In “Oh, Vida!,” a show at the Arsht Center on Friday, March 4, part of Flamenco Festival Miami and commissioned by the Arsht for its 10th anniversary, Rubalcaba and Fernández will be exploring the styles and repertoires of two singers who became iconic figures in their respective genres: Beny Moré in Afro-Cuban music and Manolo Caracol in flamenco.

In an recent interview, Rubalcaba spoke about working with Fernández, the challenges of cross-cultural projects and the secrets for finding a good musical meeting place.

How did this project came about?

I met Esperanza in the Playing Lecuona project.
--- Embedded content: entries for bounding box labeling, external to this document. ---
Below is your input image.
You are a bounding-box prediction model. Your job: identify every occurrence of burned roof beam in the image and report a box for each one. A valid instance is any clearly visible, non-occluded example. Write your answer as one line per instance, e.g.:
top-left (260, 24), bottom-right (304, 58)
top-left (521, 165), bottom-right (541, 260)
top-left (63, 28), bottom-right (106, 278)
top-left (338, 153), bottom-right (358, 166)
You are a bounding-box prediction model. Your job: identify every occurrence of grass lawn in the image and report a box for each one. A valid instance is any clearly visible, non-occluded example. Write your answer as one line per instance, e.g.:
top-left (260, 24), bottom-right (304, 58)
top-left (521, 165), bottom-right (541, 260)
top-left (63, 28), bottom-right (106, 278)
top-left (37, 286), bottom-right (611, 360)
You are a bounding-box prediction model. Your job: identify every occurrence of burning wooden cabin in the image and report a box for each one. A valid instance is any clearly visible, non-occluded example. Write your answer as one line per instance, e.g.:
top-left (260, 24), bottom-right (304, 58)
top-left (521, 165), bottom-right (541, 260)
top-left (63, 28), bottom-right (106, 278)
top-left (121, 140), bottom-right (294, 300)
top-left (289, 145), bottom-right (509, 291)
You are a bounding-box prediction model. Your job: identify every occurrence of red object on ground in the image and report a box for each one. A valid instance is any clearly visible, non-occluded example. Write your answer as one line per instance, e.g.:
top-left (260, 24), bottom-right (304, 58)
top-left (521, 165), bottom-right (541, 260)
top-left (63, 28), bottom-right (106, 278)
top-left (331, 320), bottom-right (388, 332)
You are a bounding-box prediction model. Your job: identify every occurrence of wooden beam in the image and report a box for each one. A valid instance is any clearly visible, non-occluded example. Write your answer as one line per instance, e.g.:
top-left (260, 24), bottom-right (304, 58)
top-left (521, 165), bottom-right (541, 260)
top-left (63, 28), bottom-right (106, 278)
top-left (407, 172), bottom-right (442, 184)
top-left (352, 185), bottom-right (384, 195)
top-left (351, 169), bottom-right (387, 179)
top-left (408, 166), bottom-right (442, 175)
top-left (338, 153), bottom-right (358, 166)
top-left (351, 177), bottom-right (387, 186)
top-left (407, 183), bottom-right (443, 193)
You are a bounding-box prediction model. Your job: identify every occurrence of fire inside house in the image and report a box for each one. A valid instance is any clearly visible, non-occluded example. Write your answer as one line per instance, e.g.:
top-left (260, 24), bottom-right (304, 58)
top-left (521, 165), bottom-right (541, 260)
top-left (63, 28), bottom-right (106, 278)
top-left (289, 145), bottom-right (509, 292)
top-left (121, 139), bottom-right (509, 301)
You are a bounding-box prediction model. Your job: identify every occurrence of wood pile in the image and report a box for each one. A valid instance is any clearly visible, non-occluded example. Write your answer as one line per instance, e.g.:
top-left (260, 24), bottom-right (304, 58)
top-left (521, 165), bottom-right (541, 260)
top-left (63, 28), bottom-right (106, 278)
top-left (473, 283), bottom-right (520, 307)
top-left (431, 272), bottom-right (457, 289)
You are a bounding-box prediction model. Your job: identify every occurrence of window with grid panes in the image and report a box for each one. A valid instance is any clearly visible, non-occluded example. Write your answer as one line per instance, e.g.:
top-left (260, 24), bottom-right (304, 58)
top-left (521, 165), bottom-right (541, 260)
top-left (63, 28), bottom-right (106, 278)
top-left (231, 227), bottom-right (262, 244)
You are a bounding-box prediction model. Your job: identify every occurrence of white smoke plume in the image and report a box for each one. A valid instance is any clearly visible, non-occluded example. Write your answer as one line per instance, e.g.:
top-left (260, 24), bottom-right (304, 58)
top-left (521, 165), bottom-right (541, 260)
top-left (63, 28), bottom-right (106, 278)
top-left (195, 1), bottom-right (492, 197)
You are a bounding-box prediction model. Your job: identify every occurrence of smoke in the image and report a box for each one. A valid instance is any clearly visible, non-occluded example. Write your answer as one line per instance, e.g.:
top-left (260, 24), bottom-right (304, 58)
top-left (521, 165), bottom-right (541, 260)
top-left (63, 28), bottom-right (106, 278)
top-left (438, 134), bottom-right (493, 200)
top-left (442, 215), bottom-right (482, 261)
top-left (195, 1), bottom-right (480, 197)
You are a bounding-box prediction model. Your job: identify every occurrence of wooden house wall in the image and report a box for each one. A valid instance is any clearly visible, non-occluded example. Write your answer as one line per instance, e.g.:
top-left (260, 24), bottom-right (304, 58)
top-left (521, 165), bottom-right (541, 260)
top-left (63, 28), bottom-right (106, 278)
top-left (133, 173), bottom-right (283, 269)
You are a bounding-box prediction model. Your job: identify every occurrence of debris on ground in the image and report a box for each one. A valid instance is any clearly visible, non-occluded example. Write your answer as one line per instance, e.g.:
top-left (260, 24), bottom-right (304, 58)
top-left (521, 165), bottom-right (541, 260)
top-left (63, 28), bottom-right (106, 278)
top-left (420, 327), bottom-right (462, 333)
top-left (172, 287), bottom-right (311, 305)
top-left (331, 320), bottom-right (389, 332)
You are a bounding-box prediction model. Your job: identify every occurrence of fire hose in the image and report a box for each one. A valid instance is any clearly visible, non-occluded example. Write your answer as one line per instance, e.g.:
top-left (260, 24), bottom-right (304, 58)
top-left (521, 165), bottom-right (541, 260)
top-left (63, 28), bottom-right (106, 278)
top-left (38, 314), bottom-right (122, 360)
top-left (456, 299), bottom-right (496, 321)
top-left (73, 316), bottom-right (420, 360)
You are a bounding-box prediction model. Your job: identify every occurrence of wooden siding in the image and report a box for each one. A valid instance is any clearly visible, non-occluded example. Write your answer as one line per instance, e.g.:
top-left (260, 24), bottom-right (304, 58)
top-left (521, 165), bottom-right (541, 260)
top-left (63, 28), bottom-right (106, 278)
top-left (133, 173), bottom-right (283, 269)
The idea was that Chucho Valdes, Michel Camilo and me would be responsible for addressing Lecuona’s repertoire in different formats and with singers, in duets. I didn’t know Esperanza. But when we met for the recording we found out we felt very comfortable with each other and came to admire each other. So a few months later, Esperanza approached me with the idea of doing a project in which we could combine our different visions about music. I thought it was a great idea.

What were the biggest challenges in this project?

I believe that for any artist delving into a genre that is not his own, the greatest challenge is not having the life experiences, the context of the culture that produced that music. I have great respect for flamenco, but I am not and I will ever be a gypsy or a flamenco, so ours was an exercise in finding the meeting points, the connections. Otherwise, it’s just like learning any language, you have to listen.

What does this type of project, across genres, across cultures, means to you?

For many reasons, Cuba has a cultural identity that is very open, very flexible, when it comes to mixing with other cultures. We Cubans have always been very open to deal with whatever comes our way that we think can contribute to our culture. Ours is not a fixed, stationary culture. Besides, all these kind of projects are useful beyond whatever the final product might be. It’s a continuing learning process that helps you to keep growing.

“Oh, Vida!” Features the music of Beny Moré and Manolo Caracol. How did you arrive to those choices?

Beny Moré is, without a doubt, a key figure in Cuban music, and then we thought about what was happening in flamenco at the time Beny was at the top, who would have been his counterpart in flamenco, and the name Manolo Caracol came up. And then we went about picking the repertoire. Of course, we included some classics, but not all. We also picked some obscure songs that we liked.

Something that has made me very happy [in this project] is that Esperanza has the same attitude about rediscovering Beny and Cuban music that I have about her culture. In any collaboration like this, you have to start from a place of respect, and that respect is manifested in the research, the reading, the listening and the need to go deep and find the essence of the music.